Meydan Larousse’dan öğrendiğimiz üzere, “hayat” kelimesi o bilinen anlamı dışında yukarıda kullanıldığı üzere şöyle tanımlanıyor: Bazı eski evlerin bahçeye bakan kısmı, üstü kapalı, bir yada birkaç yanı açık kısım. Avlu, ev bahçesi. Hayat, genellikle evin üst katındadır, buraya avludan veya bir iç merdivenle çıkılır. Etrafında odalar sıralıdır. Önü açık olduğundan önü aydınlık ve havalıdır. Burası eski Yunan evlerinin aula’sı sayılabilir. Çeşitli şehirlerde değişik adlarla anılır; İzmir civarında hanay, Ankara’da sergâh, Kütahya’da yazlık ve bazı yerlerde de divanhane veya tahtaboş deniliyormuş. Misalli Büyük Türkçe Sözlükte de halk ağzında, eski evlerde bahçeye bakan, üstü kapalı, önü ve bazen yanları da açık sofa, avlu olarak tanımlanmıştır. Hayat bu kadar canlı , içimizde, yanı başımızda, bizimle, biz var oldukça gerçek.
Beşiktaş ise çocukluğumda başlayıp gençlik yıllarımda büyüyen heyecan! Siyah beyaz formalı futbolcuların posterleri süslerdi evimizin duvarlarını. Sanlı, Sabri Dino, Tezcan, Mehmet Ekşi, Ali, Metin, Feyyaz……. .Beşiktaş bende hep özel ve güzel anlamlarla örtüştü. Açıkçası bir futbol takımına isim olan Beşiktaş semtinin öyküsünü Barbaros’u okuyana kadar bilmiyormuşum.
Yine Meydan Larousse’da ; Beşiktaş’ın ilk adı, İasonion idi, sonradan Sergion oldu, deniliyor.Bizans zamanında , önce Daphane, daha sonra Diplokionion adı verilmiş. Hadikat-ül Cevami’e göre Beşiktaş’a bu adın verilmesinin sebebi, Barbaros’un gemilerini bağlamak için kıyıya beş taş direk diktirmesiymiş. Petra Thermastis veya Gillus’a göre ise Barbaros’un türbesine konan sütunlar beşiğe benzediği için bu adı aldı. İstanbul’un fethinde küçük bir köymüş Beşiktaş. Osmanlı donanması sefere çıkarken, Beşiktaş ile Dolmabahçe arasında toplanır ve buradan hareket edermiş.

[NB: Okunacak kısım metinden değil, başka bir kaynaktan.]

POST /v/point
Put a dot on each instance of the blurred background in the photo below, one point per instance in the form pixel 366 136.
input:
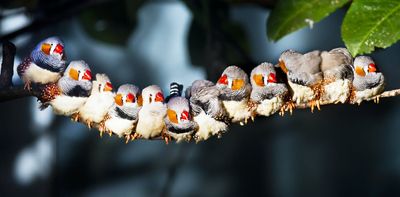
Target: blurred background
pixel 342 150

İskender Pala “Efsane” nin 359 ncu sayfasında Beşiktaş’ın öyküsünü tamamlıyor. Alkala’nın ağzından;
”-Ancak gemilerin bağlandığı beş taştan ziyade üzeri motifli şu eşik taşına itibar ettiler ve taşın bir beşiğe benzediğini görüp buna beşik taşı falan demeye başladılar. Hatta geçtiğimiz yıllarda efsaneler uydurup bu taşa Hz.İsa’nın beşiği diyenler bile çıktı…..
Sonunda şehzadem, beş taş, eşik taşı, beşik taşı derken Deve meydanı’nın adı değişti….. “
İskender Pala’nın roman tekniğine dair bir röportajında ipuçları almıştım. Yazar konuyu bulup, kurguyu yaptıktan sonra derin bir tarih araştırmasına da giriyormuş. Tarihçilerden danışmanlık alan yazar hatta gidip romanın geçtiği yerlerde konaklayıp, orayı yaşıyormuş.
Gerçek o ki yazmak ve okumak bilgiyi de beraberinde getiriyor. Tarifi imkansız bir güzel serüven kelimelerin peşine takılıp gitmek,hayat’ın tam içinde olmak, beşik(taş)’ ten mezara kadar.